A partir de esos precios, Colombo, de Bitso, considera que los rendimientos implícitos de la renta fija ya empiezan a reflejar expectativas de una menor estabilidad cambiaria hacia el cierre del año. Ese escenario, explicó, reduce progresivamente el margen para mantener el carry trade de manera sostenida.
Así, las proyecciones no anticipan necesariamente un salto abrupto del dólar, pero sí una reducción gradual de la diferencia entre el rendimiento en pesos y la depreciación esperada del tipo de cambio.
Cuanto más se achique ese margen, menor será el premio por permanecer expuesto al peso y mayor será la importancia de incorporar cobertura al momento de elegir los instrumentos para el último tramo del año.
Qué instrumentos sugieren para posicionarse hacia fin de año
Con un margen más estrecho entre tasa y dólar, las recomendaciones empiezan a diferenciarse según el perfil del inversor y el tipo de cobertura buscada.
Gedkian mantiene exposición al mercado local, aunque prioriza instrumentos que incorporen protección frente a distintos escenarios. Para el corto plazo elige la D30S6, la letra dólar linked a septiembre que rinde devaluación más 8,6% y actualmente descuenta una depreciación directa de 2,1% hasta fin de mes.
Para plazos algo mayores, opta por el TZXD6, bono CER con vencimiento en diciembre que ofrece CER más 4,8%. En cambio, para posiciones de mayor duration se inclina por el TMVE8, que paga al vencimiento el máximo entre el ajuste por dólar oficial y la capitalización a TAMAR.
Según Gedkian, “esa dualidad es lo atractivo”, porque el instrumento queda cubierto ante una suba del tipo de cambio y, si el oficial corre por detrás y se abre la brecha, la pata de tasa compensa.
“Es una forma de tomar cobertura sin resignar rendimiento en el escenario en que el tipo de cambio se mantiene contenido”, explicó.
Sisto Bourel, por su parte, diferencia la estrategia según el perfil.
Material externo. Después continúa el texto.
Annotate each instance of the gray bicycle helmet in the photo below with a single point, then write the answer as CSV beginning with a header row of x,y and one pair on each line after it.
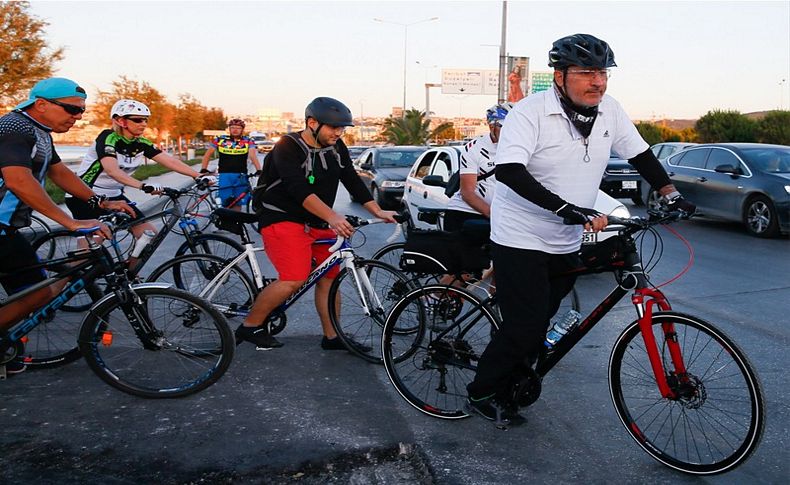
x,y
329,111
583,50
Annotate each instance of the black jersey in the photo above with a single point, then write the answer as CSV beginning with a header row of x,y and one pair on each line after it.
x,y
24,142
288,169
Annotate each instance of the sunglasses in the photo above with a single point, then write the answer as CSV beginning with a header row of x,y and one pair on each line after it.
x,y
71,109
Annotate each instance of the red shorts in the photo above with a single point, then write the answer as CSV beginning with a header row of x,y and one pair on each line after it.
x,y
291,249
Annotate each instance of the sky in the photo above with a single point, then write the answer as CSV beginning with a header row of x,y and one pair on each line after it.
x,y
675,59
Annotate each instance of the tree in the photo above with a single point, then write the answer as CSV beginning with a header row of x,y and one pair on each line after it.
x,y
774,128
25,57
161,110
412,129
650,132
719,126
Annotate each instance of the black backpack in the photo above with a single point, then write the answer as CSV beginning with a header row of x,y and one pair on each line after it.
x,y
454,183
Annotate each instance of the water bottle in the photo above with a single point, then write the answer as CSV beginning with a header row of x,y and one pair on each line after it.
x,y
142,242
561,326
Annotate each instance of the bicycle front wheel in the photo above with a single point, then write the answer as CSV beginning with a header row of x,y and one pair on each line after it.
x,y
168,344
358,328
431,366
716,419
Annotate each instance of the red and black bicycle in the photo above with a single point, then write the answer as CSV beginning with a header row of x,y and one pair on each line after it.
x,y
685,392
Para inversores conservadores y moderados prefiere una mayor exposición a activos dolarizados antes que buscar maximizar el rendimiento en pesos.
Dentro de ese grupo destaca obligaciones negociables de corta duration como la YM35O, con vencimiento en febrero de 2027.
Para perfiles agresivos o inversores que busquen maximizar el rendimiento en moneda local, encuentra una alternativa en instrumentos TAMAR, particularmente el TMF28, con vencimiento en febrero de 2028. Actualmente opera con una TNA cercana al 33% y, según Sisto Bourel, todavía podría ofrecer margen para una compresión adicional de spreads antes de noviembre.
Bitso propone una diversificación más amplia para evitar que toda la cartera dependa de una única trayectoria del tipo de cambio. Para perfiles conservadores recomienda dólares digitales como una alternativa de cobertura directa ante una eventual mayor volatilidad cambiaria.
“Más que definir si el carry rinde o no desde hoy hasta fines de 2026, nuestra recomendación para los inversores es construir un portafolio que no dependa exclusivamente de la estabilidad del tipo de cambio”, explicó Colombo.
En ese marco, la diversificación aparece como una herramienta para atravesar distintos escenarios sin quedar atado exclusivamente a la dinámica local entre peso y dólar.
De cara al inicio de un nuevo período electoral, Colombo recomendó seguir especialmente la evolución de las tasas en pesos y el comportamiento de las distintas cotizaciones del dólar, ya que ambas variables determinarán cuánto margen conserva el carry durante los próximos meses.